Didion argues that not everyone is swayed by the fear of guilt, and some will deliberately breach the social contract that binds people together.
To understand the sedimentation of morality, it is essential to revisit the ancient Greek self-care technique based on achieving an ethically engineered beautiful existence - techne tou biou – as Plato put it, “the craft of life and one’s duty to the enlightened self” that did not follow any socially shared principles.
The Greeks did not act on the basis of pleasing others, the way morality demands it. They instead conducted themselves in accordance with their own understanding of being good. Christianity borrowed a lot from Greek ethics, but also introduced the idea of sin, thereby guilt, the pillars of morality.
“The soul is the prison of the body,” said philosopher Michel Foucault.

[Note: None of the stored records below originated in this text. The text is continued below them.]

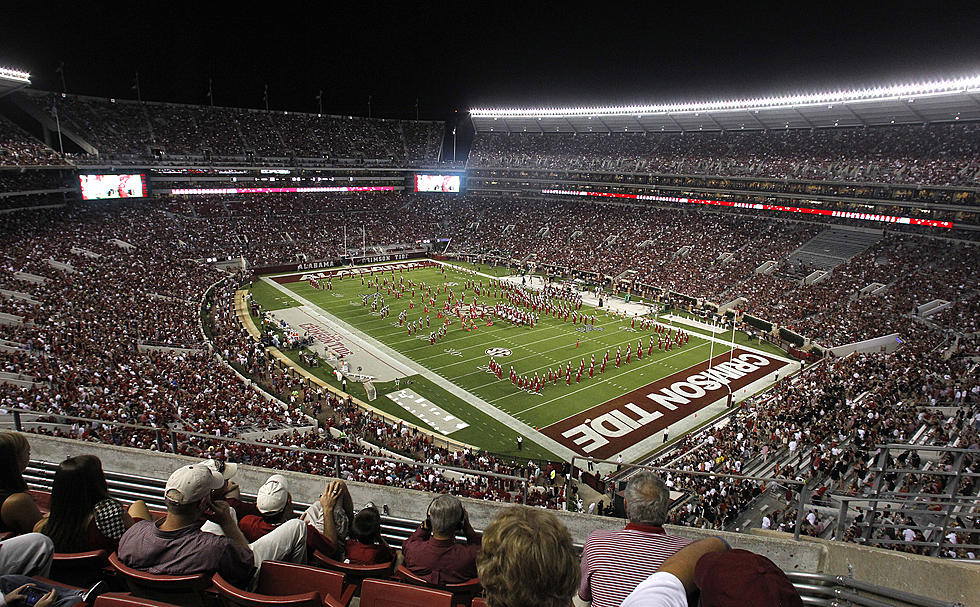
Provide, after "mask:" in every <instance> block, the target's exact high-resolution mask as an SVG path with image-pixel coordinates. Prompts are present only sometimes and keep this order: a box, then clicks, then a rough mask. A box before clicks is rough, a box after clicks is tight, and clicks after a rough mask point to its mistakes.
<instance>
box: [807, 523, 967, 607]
mask: <svg viewBox="0 0 980 607" xmlns="http://www.w3.org/2000/svg"><path fill="white" fill-rule="evenodd" d="M804 542H805V543H806V544H817V545H822V546H825V547H826V548H827V552H826V554H827V557H826V560H825V561H824V563H823V568H824V570H823V573H828V574H831V575H845V576H846V575H849V574H850V575H852V576H853V577H854V578H855V579H858V580H861V581H864V582H869V583H871V584H877V585H880V586H887V587H889V588H894V589H896V590H902V591H904V592H910V593H913V594H918V595H921V596H927V597H930V598H934V599H939V600H942V601H951V602H960V603H963V604H964V605H973V606H980V565H976V564H969V563H955V562H950V561H946V560H942V559H937V558H932V557H928V556H920V555H917V554H906V553H904V552H898V551H896V550H880V549H876V548H869V547H867V546H860V545H858V544H851V543H846V542H830V541H827V540H822V539H817V538H804Z"/></svg>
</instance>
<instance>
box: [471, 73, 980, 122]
mask: <svg viewBox="0 0 980 607" xmlns="http://www.w3.org/2000/svg"><path fill="white" fill-rule="evenodd" d="M961 92H968V93H977V92H980V74H978V75H975V76H969V77H965V78H957V79H954V80H938V81H932V82H926V83H913V84H902V85H893V86H888V87H875V88H867V89H859V90H853V91H835V92H826V93H816V94H810V95H782V96H769V97H759V98H756V99H743V100H728V101H707V102H697V103H666V104H655V105H631V106H611V107H581V108H526V109H471V110H469V113H470V115H471V116H475V117H484V116H491V117H499V118H503V117H523V116H535V117H538V116H540V117H544V116H590V115H591V116H615V115H620V114H637V113H640V114H649V113H655V112H656V113H675V112H698V111H719V110H745V109H759V110H762V109H771V108H780V107H792V106H806V105H822V104H825V103H850V102H862V101H874V100H877V99H885V98H890V97H891V98H895V97H898V98H902V97H910V98H915V97H923V96H926V95H929V96H936V95H944V94H954V93H961Z"/></svg>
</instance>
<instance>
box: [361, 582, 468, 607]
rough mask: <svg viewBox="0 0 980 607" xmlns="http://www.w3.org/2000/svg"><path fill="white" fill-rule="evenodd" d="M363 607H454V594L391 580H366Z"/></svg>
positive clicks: (361, 606)
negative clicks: (392, 580)
mask: <svg viewBox="0 0 980 607" xmlns="http://www.w3.org/2000/svg"><path fill="white" fill-rule="evenodd" d="M360 604H361V607H453V595H452V593H449V592H446V591H444V590H436V589H434V588H424V587H422V586H415V585H412V584H402V583H400V582H393V581H391V580H364V583H363V584H361V603H360Z"/></svg>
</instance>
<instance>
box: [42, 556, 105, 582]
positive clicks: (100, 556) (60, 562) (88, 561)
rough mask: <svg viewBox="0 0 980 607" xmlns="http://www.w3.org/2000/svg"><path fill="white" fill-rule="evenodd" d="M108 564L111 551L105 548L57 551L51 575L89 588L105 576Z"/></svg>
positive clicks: (69, 581) (53, 579)
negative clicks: (110, 551) (62, 551)
mask: <svg viewBox="0 0 980 607" xmlns="http://www.w3.org/2000/svg"><path fill="white" fill-rule="evenodd" d="M108 564H109V553H108V552H106V551H105V550H91V551H89V552H63V553H58V552H56V553H55V554H54V558H53V559H52V560H51V576H50V577H51V579H53V580H56V581H58V582H63V583H65V584H71V585H72V586H80V587H83V588H87V587H89V586H91V585H92V584H94V583H95V582H96V581H98V580H99V579H100V578H101V577H102V576H103V572H104V571H105V568H106V565H108Z"/></svg>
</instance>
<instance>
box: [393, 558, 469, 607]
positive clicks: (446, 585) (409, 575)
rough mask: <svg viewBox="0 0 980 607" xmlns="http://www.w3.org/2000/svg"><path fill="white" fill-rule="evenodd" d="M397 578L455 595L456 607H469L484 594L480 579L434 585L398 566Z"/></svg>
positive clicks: (431, 583)
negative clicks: (479, 596) (476, 596)
mask: <svg viewBox="0 0 980 607" xmlns="http://www.w3.org/2000/svg"><path fill="white" fill-rule="evenodd" d="M395 577H397V578H399V579H402V580H405V581H406V582H408V583H409V584H413V585H415V586H426V587H428V588H435V589H438V590H445V591H447V592H450V593H452V595H453V604H454V605H469V604H470V602H471V601H472V600H473V597H474V596H476V595H477V594H480V593H481V592H483V586H481V585H480V578H473V579H471V580H466V581H465V582H459V583H458V584H433V583H431V582H428V581H426V580H424V579H422V578H420V577H419V576H417V575H415V574H414V573H412V572H411V571H409V570H408V568H407V567H405V566H404V565H399V566H398V569H396V570H395Z"/></svg>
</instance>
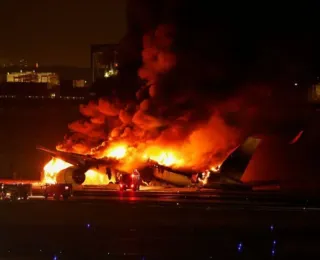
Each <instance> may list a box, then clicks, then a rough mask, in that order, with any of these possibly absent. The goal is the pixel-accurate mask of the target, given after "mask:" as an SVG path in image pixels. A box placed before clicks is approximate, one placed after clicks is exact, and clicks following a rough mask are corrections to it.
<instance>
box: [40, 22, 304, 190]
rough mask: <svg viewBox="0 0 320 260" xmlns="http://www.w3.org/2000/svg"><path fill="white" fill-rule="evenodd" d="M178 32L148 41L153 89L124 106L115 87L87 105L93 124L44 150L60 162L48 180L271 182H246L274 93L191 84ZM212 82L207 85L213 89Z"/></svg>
mask: <svg viewBox="0 0 320 260" xmlns="http://www.w3.org/2000/svg"><path fill="white" fill-rule="evenodd" d="M175 33H176V32H175V28H174V27H173V26H170V25H160V26H159V27H158V28H157V29H156V30H155V31H152V32H150V33H147V34H146V35H145V36H144V37H143V50H142V55H141V56H142V66H141V68H140V69H139V70H138V75H139V77H140V79H141V80H143V81H144V82H145V84H143V86H141V88H140V89H138V91H137V92H136V97H135V98H134V97H133V98H132V99H130V101H129V102H128V99H126V101H125V102H123V100H122V99H121V98H120V97H119V96H118V95H117V94H118V93H117V91H116V89H114V92H112V94H109V95H108V96H107V97H105V98H101V99H99V100H98V101H91V102H89V103H88V104H87V105H81V106H80V112H81V114H82V115H83V116H84V117H85V120H80V121H76V122H73V123H71V124H69V129H70V131H71V133H72V135H71V136H68V137H67V138H66V139H65V140H64V142H63V143H61V144H59V145H58V146H57V151H51V150H48V149H46V148H43V147H38V149H39V150H42V151H45V152H47V153H49V154H50V155H51V156H52V157H53V158H52V160H51V161H50V162H49V163H48V164H47V165H46V166H45V167H44V182H46V183H70V184H74V185H92V184H94V185H97V184H108V183H110V182H112V183H116V182H117V181H118V176H119V175H121V174H131V173H133V171H134V170H138V171H139V172H140V175H141V179H142V184H144V185H154V184H156V185H158V184H159V183H161V184H170V185H174V186H184V187H188V186H197V187H210V188H237V189H238V188H240V189H251V188H253V187H255V186H261V185H268V184H271V183H264V182H260V183H259V182H256V183H243V182H242V181H241V177H242V175H243V174H244V172H245V170H246V168H247V165H248V164H249V162H250V160H251V157H252V155H253V154H254V151H255V150H256V148H257V146H258V145H259V143H260V139H257V138H254V137H250V136H252V133H255V134H259V131H257V130H256V129H255V127H253V126H252V125H251V124H250V123H249V122H256V121H259V120H263V118H268V117H266V116H264V117H262V116H260V115H259V112H261V110H263V111H270V109H269V107H268V106H267V105H266V104H267V102H265V97H266V94H265V92H266V91H257V89H256V88H253V89H250V88H249V89H246V90H244V91H240V92H241V94H239V93H240V92H239V91H230V93H231V92H232V93H231V95H228V97H224V98H223V95H220V94H221V93H219V91H220V90H219V88H214V87H212V88H210V89H208V88H207V84H201V82H203V81H204V80H202V81H201V82H199V79H201V78H200V77H196V76H193V75H191V74H190V75H191V76H192V78H190V82H189V83H190V84H187V85H186V84H185V83H186V82H187V81H188V80H186V77H188V75H187V74H188V73H182V74H179V71H183V72H185V70H187V71H188V67H185V66H186V65H188V64H187V63H184V62H181V61H180V60H181V59H179V55H181V53H180V54H179V53H175V52H174V48H172V45H173V42H174V38H175ZM183 60H184V59H182V61H183ZM190 64H191V63H190ZM189 69H190V68H189ZM192 69H194V66H193V65H192ZM170 73H171V74H170ZM172 73H175V74H174V77H172ZM120 74H121V73H120ZM170 75H171V76H170ZM199 75H200V74H199ZM199 75H198V76H199ZM166 76H168V77H167V78H166ZM204 76H205V75H204V74H203V72H201V77H204ZM211 76H212V73H209V74H208V75H206V77H207V78H206V80H205V81H204V82H211V83H212V85H213V82H215V80H214V79H212V78H211ZM179 80H180V81H179ZM211 83H210V84H211ZM268 91H269V90H268ZM268 93H269V92H268ZM216 94H218V95H216ZM120 96H121V95H120ZM253 97H254V98H253ZM262 101H263V102H262ZM271 103H272V102H271ZM272 104H273V103H272ZM264 105H265V106H266V107H264ZM270 118H273V117H272V116H271V117H270ZM265 121H267V123H268V122H269V121H268V120H265ZM253 124H254V123H253ZM260 124H261V125H263V124H262V122H260ZM254 125H256V124H254ZM258 125H259V124H258ZM262 128H263V127H262ZM256 132H258V133H256ZM296 139H299V136H298V137H297V138H296ZM295 141H296V140H294V141H293V142H295Z"/></svg>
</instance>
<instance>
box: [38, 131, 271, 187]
mask: <svg viewBox="0 0 320 260" xmlns="http://www.w3.org/2000/svg"><path fill="white" fill-rule="evenodd" d="M260 141H261V139H257V138H253V137H249V138H247V139H246V140H245V142H244V143H243V144H242V145H240V146H238V147H236V148H235V149H234V150H233V151H232V152H231V153H230V154H229V155H228V157H227V158H226V160H225V161H224V162H223V163H222V164H221V165H219V166H215V167H210V168H208V169H205V170H203V171H201V172H199V171H195V170H190V169H189V170H188V169H184V168H183V166H182V167H180V168H174V167H170V166H166V165H165V164H160V162H161V161H160V162H159V161H156V160H153V159H150V158H148V159H147V160H145V161H144V164H143V165H140V167H139V171H140V173H141V177H142V179H143V183H144V184H146V185H148V183H151V182H152V181H153V180H157V181H158V182H160V183H165V184H170V185H173V186H178V187H198V188H214V189H245V190H247V189H252V188H254V187H257V186H268V185H276V184H277V182H274V181H271V182H254V183H243V182H242V181H241V177H242V175H243V173H244V171H245V170H246V167H247V165H248V163H249V162H250V160H251V158H252V155H253V154H254V151H255V150H256V148H257V147H258V145H259V143H260ZM37 149H39V150H41V151H44V152H46V153H49V154H50V155H52V156H53V159H52V160H51V161H50V162H49V163H48V164H47V165H46V166H45V167H44V172H45V178H44V182H47V183H68V184H76V185H81V184H108V183H109V182H115V181H116V178H117V174H118V173H122V174H123V173H124V174H131V173H129V172H124V171H120V170H118V169H117V167H119V168H121V161H120V160H119V159H114V158H113V159H112V158H104V159H96V158H93V157H92V156H89V155H80V154H74V153H67V152H59V151H51V150H49V149H46V148H44V147H38V148H37ZM143 157H144V158H145V156H143ZM158 158H161V156H160V157H158ZM162 162H163V161H162ZM167 162H168V161H167ZM99 169H100V170H99ZM101 169H103V170H101ZM87 178H88V179H87ZM93 178H94V180H93V181H92V179H93Z"/></svg>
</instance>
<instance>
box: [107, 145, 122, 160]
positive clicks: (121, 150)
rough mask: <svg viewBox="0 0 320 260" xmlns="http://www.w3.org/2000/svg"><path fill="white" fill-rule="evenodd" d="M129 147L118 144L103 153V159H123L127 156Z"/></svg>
mask: <svg viewBox="0 0 320 260" xmlns="http://www.w3.org/2000/svg"><path fill="white" fill-rule="evenodd" d="M127 149H128V146H127V145H125V144H116V145H113V146H111V147H109V148H108V149H107V150H106V151H104V153H103V157H109V158H114V159H118V160H119V159H122V158H124V157H125V156H126V154H127Z"/></svg>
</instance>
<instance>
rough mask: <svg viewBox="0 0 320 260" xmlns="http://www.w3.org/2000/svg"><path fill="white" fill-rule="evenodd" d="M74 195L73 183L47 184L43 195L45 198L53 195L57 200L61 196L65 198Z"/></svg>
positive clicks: (60, 197) (47, 197)
mask: <svg viewBox="0 0 320 260" xmlns="http://www.w3.org/2000/svg"><path fill="white" fill-rule="evenodd" d="M71 195H72V184H60V183H57V184H45V185H44V186H43V196H44V198H45V199H48V198H49V197H53V198H54V199H55V200H59V199H60V198H61V197H62V198H63V199H64V200H67V199H69V197H70V196H71Z"/></svg>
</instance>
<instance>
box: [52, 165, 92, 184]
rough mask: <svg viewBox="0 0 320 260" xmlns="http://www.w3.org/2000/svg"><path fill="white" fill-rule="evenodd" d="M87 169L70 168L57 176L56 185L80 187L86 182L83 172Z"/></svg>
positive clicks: (64, 170)
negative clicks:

So, whichever way we look at it, there is no outside to socially approved, righteous conduct. The Greek understanding of ethics is inaccessible to us now. We have been buried under the weight of morality that demands that individuals follow a set of guidelines in order to pass as honorable subjects. Though, without these principles we would not be able to live together either. It is simply impossible to assume that people would conduct themselves ethically, in good faith, without the internalized, moral rule book that's there to guide them.